Le moustique tigre, qui se nourrit du sang des oiseaux, puis des humains, serait donc un vecteur intermédiaire de transmission de l'oiseau à l'homme.

Mais alors, comment ces oiseaux présents dans l'Hexagone pourraient transmettre les virus à La Réunion, soit à plus de 10.000 kilomètres ?

"L'avifaune (sauvage et domestique) - qui désigne un ensemble d'espèces d'oiseaux dans une région donnée  - est le réservoir naturel des virus West Nile et Usutu", explique le directeur de l'IRD. "Ces virus circulent en Europe, notamment dans le pourtour Méditerranéen, comme en Camargue. Des cas humains de ces deux virus ont été également documentés en Europe."

Il précise, "le virus West Nile circule périodiquement à Madagascar dans l’avifaune et des cas humains ont été aussi documentés dans cette grande île", ce qui réduit drastiquement les kilomètres qui séparent La Réunion de ce virus. "En 2016, des travaux publiés de mon laboratoire avaient détecté par sérologie des traces de passage des virus West Nile et Usutu chez les oiseaux marins des îles éparses", ajoute Patrick Mavingui.

Une présence non loin de notre île qui n'exclut donc pas une introduction de ces deux virus transmis par le moustique tigre à La Réunion.

- Un risque à contrôler -

Si ce risque est donc avéré par l'IRD, comment le contrôler ? "Étant donné l'absence de vaccin humain contre ces deux virus (il existe un vaccin équin contre West Nile), le contrôle passe forcément par l'évitement des introductions de ces virus quand cela s'avère possible", indique Patrick Mavingui.

"La lutte anti-vectorielle durable, la protection individuelle et communautaire", en sont d'ailleurs les principaux moyens.

Plusieurs dispositifs existent déjà à La Réunion :

- ARS-LAV : surveillance entomologique des vecteurs. L’ensemble des populations de moustiques sont surveillées pour savoir quels sont les moustiques présents et où sont-ils présents sur l’Ile.
- Hôpitaux, Santé Public France, ARS : surveillance des cas humains
- DAAF, CIRAD, vétérinaires : surveillance des cas équins
- DEAL, OFB, SEOR : surveillance de l’avifaune
- DP One Health Océan Indien : recherche/enseignement en santé humaine et animale

À noter que le fait que le moustique Aedes albopictus soit capable de transmettre ces virus ne change pas le niveau de risque

Si le virus West Nile ne s'accompagne d'aucun symptôme dans la plupart des cas, il peut provoquer, dans 20% des cas environ, une fièvre brutale, des maux de tête, des douleurs musculaires, parfois associées à des complications neurologiques (méningite, encéphalite) potentiellement sévères. Dans moins de 1% des cas, il peut conduire à d'autres complications telles que l'hépatite, la pancréatite ou la myocardite.

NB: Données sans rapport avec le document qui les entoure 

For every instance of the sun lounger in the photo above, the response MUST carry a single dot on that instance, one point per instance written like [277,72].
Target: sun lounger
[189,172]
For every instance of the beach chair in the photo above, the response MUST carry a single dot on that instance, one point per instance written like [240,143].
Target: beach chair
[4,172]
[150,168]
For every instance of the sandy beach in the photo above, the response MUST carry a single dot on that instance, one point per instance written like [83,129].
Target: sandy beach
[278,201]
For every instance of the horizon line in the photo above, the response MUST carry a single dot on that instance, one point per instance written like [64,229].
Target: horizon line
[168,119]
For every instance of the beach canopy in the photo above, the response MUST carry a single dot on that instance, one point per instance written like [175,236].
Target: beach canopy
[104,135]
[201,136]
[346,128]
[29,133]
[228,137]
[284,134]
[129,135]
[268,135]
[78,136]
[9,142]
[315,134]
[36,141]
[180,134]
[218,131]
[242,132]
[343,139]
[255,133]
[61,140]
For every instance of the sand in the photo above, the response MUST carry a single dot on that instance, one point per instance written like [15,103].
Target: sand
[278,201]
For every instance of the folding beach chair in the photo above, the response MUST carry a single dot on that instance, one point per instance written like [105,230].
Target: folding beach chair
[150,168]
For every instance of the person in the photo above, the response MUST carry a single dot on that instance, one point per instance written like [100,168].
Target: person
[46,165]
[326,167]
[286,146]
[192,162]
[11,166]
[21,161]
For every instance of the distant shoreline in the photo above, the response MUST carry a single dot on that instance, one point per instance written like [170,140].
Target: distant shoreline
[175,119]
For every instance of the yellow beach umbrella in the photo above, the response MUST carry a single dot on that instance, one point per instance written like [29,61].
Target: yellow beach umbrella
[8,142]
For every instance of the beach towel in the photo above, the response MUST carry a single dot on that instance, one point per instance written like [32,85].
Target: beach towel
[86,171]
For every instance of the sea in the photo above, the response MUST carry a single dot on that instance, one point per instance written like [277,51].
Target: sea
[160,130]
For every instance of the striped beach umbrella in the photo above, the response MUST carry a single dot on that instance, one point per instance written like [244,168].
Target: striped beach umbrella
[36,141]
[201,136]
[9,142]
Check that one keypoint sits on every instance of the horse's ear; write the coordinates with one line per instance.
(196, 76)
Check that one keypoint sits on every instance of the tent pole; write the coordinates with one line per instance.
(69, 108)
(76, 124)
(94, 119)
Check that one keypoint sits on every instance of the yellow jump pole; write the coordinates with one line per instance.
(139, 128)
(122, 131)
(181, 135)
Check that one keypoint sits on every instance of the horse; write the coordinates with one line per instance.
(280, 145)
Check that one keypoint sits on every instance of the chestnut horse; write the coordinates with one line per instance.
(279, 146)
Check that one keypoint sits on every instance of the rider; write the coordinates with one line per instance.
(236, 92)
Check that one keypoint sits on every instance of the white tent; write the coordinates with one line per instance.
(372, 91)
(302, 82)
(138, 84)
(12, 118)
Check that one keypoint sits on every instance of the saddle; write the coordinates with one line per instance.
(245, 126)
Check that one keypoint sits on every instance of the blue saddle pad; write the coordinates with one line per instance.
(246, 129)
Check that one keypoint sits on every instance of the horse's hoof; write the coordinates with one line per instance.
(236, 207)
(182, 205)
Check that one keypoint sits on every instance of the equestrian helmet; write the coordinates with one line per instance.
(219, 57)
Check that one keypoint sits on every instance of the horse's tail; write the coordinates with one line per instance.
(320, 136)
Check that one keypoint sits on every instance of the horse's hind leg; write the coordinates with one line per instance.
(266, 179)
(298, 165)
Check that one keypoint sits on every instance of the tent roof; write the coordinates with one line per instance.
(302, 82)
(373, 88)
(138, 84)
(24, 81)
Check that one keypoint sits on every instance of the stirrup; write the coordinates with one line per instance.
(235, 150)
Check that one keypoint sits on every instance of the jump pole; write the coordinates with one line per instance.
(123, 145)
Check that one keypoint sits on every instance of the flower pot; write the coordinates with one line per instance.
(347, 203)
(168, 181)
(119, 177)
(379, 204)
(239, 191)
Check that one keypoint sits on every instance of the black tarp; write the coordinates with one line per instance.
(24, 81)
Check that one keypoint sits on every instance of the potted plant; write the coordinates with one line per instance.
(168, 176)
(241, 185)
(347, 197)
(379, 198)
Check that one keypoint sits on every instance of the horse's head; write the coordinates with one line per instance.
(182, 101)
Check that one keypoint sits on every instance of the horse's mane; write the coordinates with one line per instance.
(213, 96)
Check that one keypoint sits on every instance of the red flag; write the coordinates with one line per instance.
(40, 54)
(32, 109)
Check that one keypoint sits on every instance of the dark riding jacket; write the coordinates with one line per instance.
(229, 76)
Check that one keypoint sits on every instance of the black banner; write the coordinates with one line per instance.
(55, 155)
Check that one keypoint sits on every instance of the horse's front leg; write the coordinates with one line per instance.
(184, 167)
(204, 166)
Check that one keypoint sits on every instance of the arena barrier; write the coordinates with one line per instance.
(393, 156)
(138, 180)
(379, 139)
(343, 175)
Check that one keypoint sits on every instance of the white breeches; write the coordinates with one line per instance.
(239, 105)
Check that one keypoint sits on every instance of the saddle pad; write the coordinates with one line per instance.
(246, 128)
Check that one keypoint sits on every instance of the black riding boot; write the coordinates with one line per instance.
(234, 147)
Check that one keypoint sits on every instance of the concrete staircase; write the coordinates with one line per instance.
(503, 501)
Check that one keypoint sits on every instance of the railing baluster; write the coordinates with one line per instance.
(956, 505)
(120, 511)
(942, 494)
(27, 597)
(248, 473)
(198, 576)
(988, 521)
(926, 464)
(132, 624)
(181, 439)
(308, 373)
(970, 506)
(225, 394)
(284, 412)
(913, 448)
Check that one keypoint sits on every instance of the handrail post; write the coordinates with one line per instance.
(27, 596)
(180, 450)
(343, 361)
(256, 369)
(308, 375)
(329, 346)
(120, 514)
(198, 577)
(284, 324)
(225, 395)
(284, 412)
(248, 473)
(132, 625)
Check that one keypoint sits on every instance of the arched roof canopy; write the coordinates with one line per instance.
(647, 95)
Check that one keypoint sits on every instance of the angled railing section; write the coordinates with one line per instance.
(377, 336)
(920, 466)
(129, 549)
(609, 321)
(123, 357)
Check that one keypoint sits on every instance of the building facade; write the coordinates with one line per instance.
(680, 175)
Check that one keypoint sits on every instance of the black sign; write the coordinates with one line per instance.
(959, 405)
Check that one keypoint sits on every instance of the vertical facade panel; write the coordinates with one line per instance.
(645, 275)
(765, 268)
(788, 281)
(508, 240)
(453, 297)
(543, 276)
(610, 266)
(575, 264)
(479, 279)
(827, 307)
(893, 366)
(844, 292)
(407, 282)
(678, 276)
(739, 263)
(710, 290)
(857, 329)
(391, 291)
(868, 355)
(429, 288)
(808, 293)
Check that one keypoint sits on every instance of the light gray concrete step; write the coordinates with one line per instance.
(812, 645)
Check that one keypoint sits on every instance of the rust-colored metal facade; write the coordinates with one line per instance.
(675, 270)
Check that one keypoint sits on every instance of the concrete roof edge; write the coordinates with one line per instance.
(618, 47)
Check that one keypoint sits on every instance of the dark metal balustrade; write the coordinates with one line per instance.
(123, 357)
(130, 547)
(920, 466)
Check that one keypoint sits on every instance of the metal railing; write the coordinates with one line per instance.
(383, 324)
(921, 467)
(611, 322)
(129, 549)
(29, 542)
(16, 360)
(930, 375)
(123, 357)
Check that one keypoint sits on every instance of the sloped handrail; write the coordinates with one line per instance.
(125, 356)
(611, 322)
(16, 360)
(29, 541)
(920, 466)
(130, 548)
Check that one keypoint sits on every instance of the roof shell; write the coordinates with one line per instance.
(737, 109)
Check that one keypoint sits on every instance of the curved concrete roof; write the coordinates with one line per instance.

S'agissant du virus d'Usutu, le principal risque est celui d'une encéphalite japonaise qui se traduit par des troubles nerveux centraux. Les symptômes qui doivent alors alerter sont une éventuelle désorientation, une perte de la coordination motrice, une perte de poids brutale, une hépatomégalie (augmentation du volume du foie) ou encore une splénomégalie (augmentation du volume de la rate).